Wednesday 4 April 2012

Flourishing Paraphs


Para was Greek for beside. So lines that are parallel were para allelois or beside each other and those who are paranoid were para nous or, literally, beside their minds. Therefore, if you made a little mark in the margin of a Greek text to indicate a break or a new section this was written beside the text and was a para-graph.

Paragraph can, and has, been shortened and corrupted in all sorts of ways. John Florio's 1598 Worlde of Wordes has:

Paragrafo, a paragraffe, a paraffe, a pilcrow, whatsoever is contained in one sentence.

Pilcrow is still the standard term for the paragraph mark ¶ that you can sometimes see. But paraph has retained much more of the original meaning. You see a paraph is the technical name for the long flourishing extravagant line with which so many people end their signatures. Take, for example, Benjamin Franklin's signature:


Now that is a paraph and a half.

Speaking of a paraph-and-a-halfs, an academic fellow once told me that the best way to spot the weak point in a long essay is to flick through and find the longest paragraph, because that will always be where the writer was most confused. It's a rather good trick, and saves actually reading things.

6 comments:

  1. You should tweet this:
    "the best way to spot the weak point in a long essay is to flick through and find the longest paragraph, because that will always be where the writer was most confused"

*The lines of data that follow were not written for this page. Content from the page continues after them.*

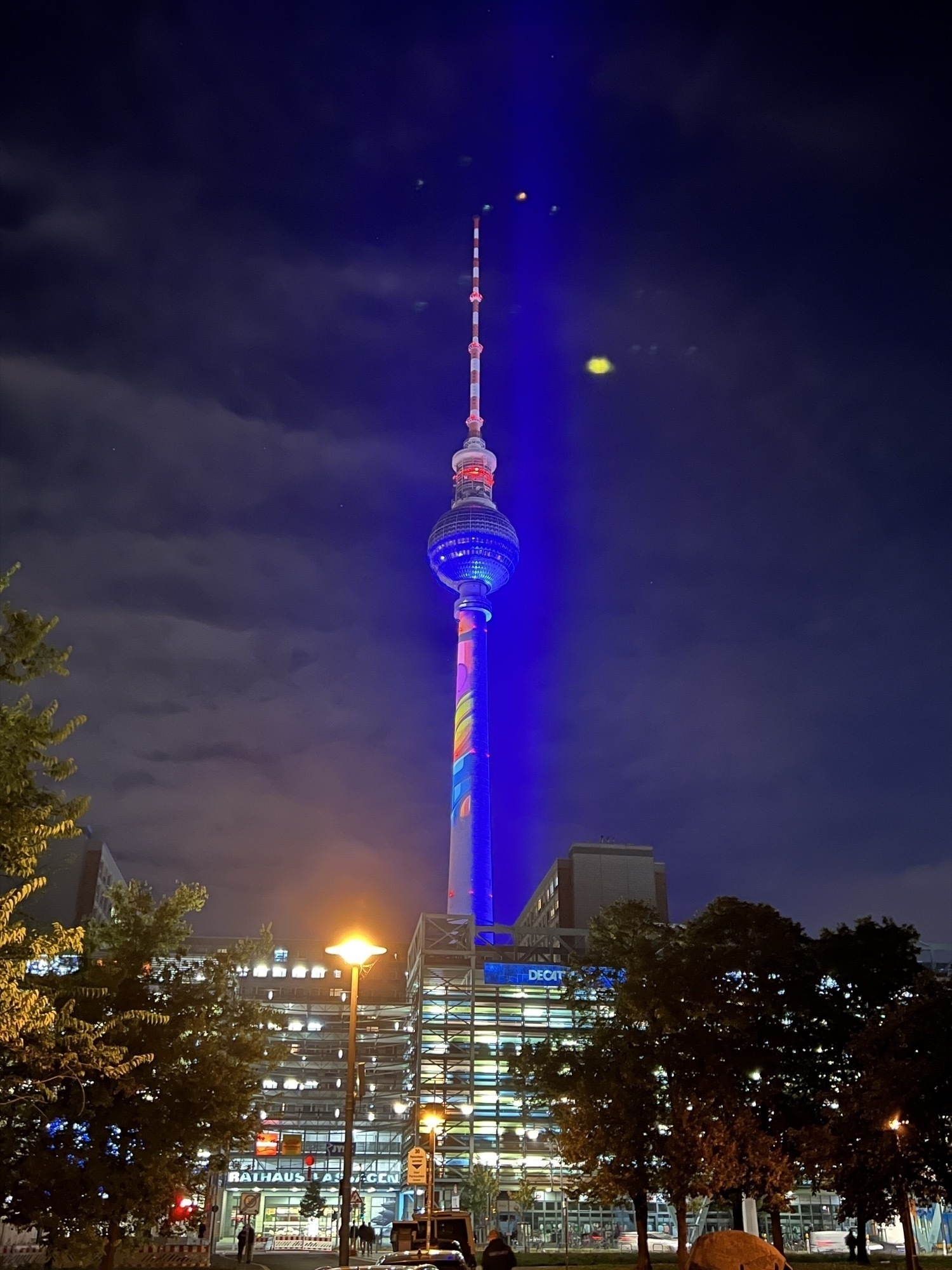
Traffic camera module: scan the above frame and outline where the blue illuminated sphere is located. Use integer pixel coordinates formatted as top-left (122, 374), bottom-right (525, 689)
top-left (426, 503), bottom-right (519, 591)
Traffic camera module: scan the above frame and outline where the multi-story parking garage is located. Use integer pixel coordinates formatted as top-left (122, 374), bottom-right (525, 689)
top-left (190, 937), bottom-right (410, 1241)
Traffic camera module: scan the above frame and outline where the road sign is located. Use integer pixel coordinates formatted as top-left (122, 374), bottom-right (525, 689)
top-left (406, 1147), bottom-right (426, 1186)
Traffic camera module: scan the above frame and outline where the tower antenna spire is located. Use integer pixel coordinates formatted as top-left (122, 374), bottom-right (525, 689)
top-left (466, 216), bottom-right (482, 437)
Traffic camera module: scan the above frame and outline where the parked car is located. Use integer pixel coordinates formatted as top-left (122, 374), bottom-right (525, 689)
top-left (618, 1231), bottom-right (678, 1252)
top-left (810, 1231), bottom-right (902, 1256)
top-left (377, 1248), bottom-right (467, 1270)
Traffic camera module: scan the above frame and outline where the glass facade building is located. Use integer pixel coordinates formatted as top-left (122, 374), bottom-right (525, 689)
top-left (189, 937), bottom-right (410, 1248)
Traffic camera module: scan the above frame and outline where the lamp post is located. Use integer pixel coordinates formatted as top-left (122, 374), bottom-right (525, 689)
top-left (420, 1106), bottom-right (443, 1248)
top-left (324, 940), bottom-right (387, 1266)
top-left (886, 1115), bottom-right (922, 1270)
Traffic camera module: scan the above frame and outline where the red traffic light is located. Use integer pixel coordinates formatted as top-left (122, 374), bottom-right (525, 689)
top-left (170, 1195), bottom-right (195, 1222)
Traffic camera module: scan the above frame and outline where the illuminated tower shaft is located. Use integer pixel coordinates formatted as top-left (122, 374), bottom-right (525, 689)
top-left (447, 608), bottom-right (493, 926)
top-left (426, 217), bottom-right (519, 926)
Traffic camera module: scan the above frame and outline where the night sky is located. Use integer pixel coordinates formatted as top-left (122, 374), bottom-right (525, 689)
top-left (3, 0), bottom-right (952, 940)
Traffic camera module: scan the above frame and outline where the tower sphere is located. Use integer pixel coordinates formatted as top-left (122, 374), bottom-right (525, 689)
top-left (426, 502), bottom-right (519, 592)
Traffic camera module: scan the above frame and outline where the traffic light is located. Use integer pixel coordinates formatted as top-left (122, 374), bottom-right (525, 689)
top-left (169, 1195), bottom-right (195, 1222)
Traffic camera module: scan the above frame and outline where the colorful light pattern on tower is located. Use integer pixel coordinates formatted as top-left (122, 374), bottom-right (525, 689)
top-left (426, 216), bottom-right (519, 926)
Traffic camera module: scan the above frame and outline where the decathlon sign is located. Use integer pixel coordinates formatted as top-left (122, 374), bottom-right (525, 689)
top-left (482, 961), bottom-right (566, 988)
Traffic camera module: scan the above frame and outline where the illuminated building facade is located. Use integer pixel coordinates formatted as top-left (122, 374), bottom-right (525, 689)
top-left (426, 217), bottom-right (519, 925)
top-left (189, 936), bottom-right (410, 1251)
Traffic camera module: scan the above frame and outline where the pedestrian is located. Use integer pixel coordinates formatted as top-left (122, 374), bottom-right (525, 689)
top-left (482, 1231), bottom-right (518, 1270)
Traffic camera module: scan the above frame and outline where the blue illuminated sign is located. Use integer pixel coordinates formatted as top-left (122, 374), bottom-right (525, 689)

    It’s a wonderful advice.

    ReplyDelete
  2. It is wonderful advice, and I intend to employ it forthwith. Thanks Inky Fool!

    ReplyDelete
  3. Alexander Hamilton.4 April 2012 at 13:23

    It also seems to work when listening to politicians, the longest part of their speech is where it founders.

    ReplyDelete
  4. New Kid on the Block4 April 2012 at 14:54

    Excellent para-etymology (just kidding…) Inky fool ! :-)

    But, why the past tense for para (παρα)?
    We still write in paragraphs (παράγραφος)
    And we still live in parallel (παράλληλα) (and therefore, having no common point between them) universes with our politicians.:-)

    ReplyDelete
  5. And what of 'paraphernalia'? Any relation?

    -C.B

    ReplyDelete
  6. Thanks, Inky Fool.
    Fabulous connection from the etymonline dictionary:
    paraphernalia (n.)
    1650s, "a woman's property besides her dowry," from Medieval Latin paraphernalia (short for paraphernalia bona "paraphernal goods"), neuter plural of paraphernalis (adj.), from Late Latin parapherna "a woman's property besides her dowry," from Greek parapherna, neuter plural, from para- "beside" (see para- (1)) + pherne "dowry," related to pherein "to carry" (see infer). Meaning "equipment, apparatus" is first attested 1791, from notion of odds and ends.